Валентин подошел к нему, коленом придавил постель, взял его за узкие плечи, прижал. Владик запрокинул голову. В его глазах чернела синева: как бы изнутри отсвечивал далёкий — предалёкий свет. Валентин наклонился и… поцеловал его в губы. Нет, как раз этого не произошло, просто Владику хотелось, чтобы он поцеловал. В этот момент на улице резко затормозил автомобиль.
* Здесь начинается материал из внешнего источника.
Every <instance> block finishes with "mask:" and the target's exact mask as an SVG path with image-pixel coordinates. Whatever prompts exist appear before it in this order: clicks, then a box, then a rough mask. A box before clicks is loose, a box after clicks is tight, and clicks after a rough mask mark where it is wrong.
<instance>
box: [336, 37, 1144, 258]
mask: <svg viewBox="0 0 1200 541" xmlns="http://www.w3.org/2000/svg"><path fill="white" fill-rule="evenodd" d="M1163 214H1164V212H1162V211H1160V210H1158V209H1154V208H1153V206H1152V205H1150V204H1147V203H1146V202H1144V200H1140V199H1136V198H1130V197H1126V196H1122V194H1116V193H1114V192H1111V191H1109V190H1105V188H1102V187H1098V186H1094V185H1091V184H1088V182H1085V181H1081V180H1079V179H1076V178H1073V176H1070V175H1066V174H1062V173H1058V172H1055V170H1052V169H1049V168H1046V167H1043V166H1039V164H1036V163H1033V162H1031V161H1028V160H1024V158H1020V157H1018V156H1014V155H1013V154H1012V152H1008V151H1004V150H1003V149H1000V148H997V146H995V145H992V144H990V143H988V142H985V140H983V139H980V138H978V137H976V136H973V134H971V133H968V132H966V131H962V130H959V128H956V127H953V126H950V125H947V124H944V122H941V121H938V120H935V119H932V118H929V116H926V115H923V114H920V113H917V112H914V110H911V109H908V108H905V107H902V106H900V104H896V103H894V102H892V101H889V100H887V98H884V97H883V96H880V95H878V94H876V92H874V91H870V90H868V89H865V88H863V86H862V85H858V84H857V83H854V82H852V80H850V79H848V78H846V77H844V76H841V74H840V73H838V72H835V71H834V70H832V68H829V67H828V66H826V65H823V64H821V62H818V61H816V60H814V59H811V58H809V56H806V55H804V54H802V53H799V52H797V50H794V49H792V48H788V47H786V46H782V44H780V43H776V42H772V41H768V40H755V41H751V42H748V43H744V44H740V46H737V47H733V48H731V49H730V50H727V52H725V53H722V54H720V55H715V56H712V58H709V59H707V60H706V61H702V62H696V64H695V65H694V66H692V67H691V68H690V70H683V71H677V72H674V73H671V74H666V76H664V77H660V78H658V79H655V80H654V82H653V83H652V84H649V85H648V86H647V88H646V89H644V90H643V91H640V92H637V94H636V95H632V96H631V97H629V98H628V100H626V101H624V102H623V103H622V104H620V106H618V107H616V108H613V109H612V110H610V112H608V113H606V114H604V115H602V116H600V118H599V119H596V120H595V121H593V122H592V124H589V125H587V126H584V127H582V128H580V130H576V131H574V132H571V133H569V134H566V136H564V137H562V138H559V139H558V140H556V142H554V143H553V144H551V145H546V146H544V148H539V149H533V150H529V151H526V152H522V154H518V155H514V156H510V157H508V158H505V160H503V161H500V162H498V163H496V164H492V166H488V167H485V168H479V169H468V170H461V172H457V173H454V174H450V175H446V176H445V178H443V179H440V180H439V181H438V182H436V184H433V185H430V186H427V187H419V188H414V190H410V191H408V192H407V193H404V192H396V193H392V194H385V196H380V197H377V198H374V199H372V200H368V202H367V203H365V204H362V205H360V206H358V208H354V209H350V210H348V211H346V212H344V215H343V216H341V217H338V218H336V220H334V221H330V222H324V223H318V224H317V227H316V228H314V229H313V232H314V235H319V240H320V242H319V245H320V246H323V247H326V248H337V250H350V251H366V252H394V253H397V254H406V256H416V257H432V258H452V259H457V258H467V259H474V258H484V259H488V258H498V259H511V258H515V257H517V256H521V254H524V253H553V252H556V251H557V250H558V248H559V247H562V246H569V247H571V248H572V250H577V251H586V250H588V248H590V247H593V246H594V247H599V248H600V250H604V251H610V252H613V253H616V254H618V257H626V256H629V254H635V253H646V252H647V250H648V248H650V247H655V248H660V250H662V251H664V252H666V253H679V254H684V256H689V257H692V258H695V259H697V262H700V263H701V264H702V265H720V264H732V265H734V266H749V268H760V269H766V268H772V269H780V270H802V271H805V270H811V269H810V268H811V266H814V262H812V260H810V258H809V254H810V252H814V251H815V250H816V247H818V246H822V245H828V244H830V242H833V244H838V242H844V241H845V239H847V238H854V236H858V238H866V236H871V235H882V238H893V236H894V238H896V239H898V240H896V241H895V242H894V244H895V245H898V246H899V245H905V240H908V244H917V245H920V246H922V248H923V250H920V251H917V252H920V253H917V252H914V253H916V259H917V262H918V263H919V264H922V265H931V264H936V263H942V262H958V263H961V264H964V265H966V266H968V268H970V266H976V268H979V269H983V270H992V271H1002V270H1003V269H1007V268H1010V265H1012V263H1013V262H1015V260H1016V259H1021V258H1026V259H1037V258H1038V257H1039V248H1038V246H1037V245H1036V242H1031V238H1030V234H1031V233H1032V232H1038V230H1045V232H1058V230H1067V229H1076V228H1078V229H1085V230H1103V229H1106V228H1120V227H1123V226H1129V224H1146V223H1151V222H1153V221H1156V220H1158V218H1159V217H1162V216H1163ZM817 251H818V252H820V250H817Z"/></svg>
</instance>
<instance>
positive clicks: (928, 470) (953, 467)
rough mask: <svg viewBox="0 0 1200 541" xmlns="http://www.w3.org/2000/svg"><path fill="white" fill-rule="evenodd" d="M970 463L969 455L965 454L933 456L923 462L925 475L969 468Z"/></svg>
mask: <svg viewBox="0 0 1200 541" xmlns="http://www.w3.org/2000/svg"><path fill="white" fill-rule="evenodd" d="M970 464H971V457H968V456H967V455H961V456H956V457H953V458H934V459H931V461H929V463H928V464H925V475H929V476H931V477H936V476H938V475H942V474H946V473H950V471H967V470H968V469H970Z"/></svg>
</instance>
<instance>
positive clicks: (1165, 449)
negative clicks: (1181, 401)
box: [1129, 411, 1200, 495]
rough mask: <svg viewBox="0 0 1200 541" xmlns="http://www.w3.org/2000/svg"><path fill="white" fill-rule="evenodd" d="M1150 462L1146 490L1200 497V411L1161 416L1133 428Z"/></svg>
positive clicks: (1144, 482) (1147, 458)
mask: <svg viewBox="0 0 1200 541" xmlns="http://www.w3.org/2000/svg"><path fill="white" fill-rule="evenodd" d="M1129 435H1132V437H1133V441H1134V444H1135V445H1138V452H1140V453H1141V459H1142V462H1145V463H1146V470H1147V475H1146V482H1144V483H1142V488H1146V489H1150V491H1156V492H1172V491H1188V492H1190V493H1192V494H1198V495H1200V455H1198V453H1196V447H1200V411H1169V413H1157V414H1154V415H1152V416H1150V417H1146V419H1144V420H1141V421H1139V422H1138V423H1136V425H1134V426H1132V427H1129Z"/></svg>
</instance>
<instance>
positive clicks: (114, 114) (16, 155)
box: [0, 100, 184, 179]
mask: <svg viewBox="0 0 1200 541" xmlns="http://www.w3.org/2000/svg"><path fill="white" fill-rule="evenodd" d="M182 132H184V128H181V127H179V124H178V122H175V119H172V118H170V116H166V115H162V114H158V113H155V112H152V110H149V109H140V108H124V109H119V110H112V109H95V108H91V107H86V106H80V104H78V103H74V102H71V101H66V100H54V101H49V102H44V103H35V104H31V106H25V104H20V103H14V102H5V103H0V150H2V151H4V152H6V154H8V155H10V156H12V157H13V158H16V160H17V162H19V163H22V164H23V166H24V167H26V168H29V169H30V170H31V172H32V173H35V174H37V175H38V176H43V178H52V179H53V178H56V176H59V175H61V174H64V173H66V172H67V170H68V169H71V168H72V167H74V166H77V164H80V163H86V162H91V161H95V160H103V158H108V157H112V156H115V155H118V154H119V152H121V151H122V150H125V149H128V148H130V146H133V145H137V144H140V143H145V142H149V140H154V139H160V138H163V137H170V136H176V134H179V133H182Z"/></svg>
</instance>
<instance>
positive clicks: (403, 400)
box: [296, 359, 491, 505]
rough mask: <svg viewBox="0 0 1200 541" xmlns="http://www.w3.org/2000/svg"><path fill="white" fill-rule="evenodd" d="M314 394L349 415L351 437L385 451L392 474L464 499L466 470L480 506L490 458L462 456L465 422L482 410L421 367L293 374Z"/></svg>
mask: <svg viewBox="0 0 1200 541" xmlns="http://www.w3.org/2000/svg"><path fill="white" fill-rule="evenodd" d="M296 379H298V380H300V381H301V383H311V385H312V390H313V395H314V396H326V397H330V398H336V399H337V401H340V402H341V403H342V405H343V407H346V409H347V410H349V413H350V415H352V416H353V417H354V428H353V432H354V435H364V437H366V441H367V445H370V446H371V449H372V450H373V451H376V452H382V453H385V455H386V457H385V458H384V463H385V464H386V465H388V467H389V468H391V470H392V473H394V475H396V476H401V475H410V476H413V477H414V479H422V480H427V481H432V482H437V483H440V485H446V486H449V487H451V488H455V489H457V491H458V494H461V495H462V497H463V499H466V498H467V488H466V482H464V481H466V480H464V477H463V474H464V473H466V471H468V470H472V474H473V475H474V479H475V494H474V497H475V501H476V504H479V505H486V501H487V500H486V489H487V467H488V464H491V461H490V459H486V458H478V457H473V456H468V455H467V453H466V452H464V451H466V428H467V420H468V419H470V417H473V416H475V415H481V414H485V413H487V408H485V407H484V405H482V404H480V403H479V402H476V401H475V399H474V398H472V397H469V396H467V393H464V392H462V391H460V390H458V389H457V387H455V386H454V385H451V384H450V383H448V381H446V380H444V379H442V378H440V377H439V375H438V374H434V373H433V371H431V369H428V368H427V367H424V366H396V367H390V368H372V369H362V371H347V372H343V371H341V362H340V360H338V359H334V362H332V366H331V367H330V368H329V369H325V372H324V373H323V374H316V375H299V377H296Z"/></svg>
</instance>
— Я отдал режиссёру твою пьесу, — прошептал он, выглядывая в окно.
— Ты будешь сегодня ночевать у нас?
— Н — да, буду.
— Как всегда с ней? — уныло буркнул Владик.
Валентин кивнул.
«Я хочу, чтобы было так, как в греческих стихах».
«Так и будет».
Эти последние фразы тоже не прозвучали. Владик часто представлял диалоги с Валентином или с кем‑то ещё, каким‑нибудь посторонним человеком. Их отношения стали странными с того дня, когда они вдвоём оказались на острове, на даче. Это произошло накануне Яблочного Спаса, когда на Уолл — Стрите некий гражданин по имени Герман срочно скупал за бесценок вмиг подешевевшие долги Советского Союза. Над морем прогремел салют в честь какого‑то праздника, и тотчас мысли Владика устремились к событиям прошедшего лета.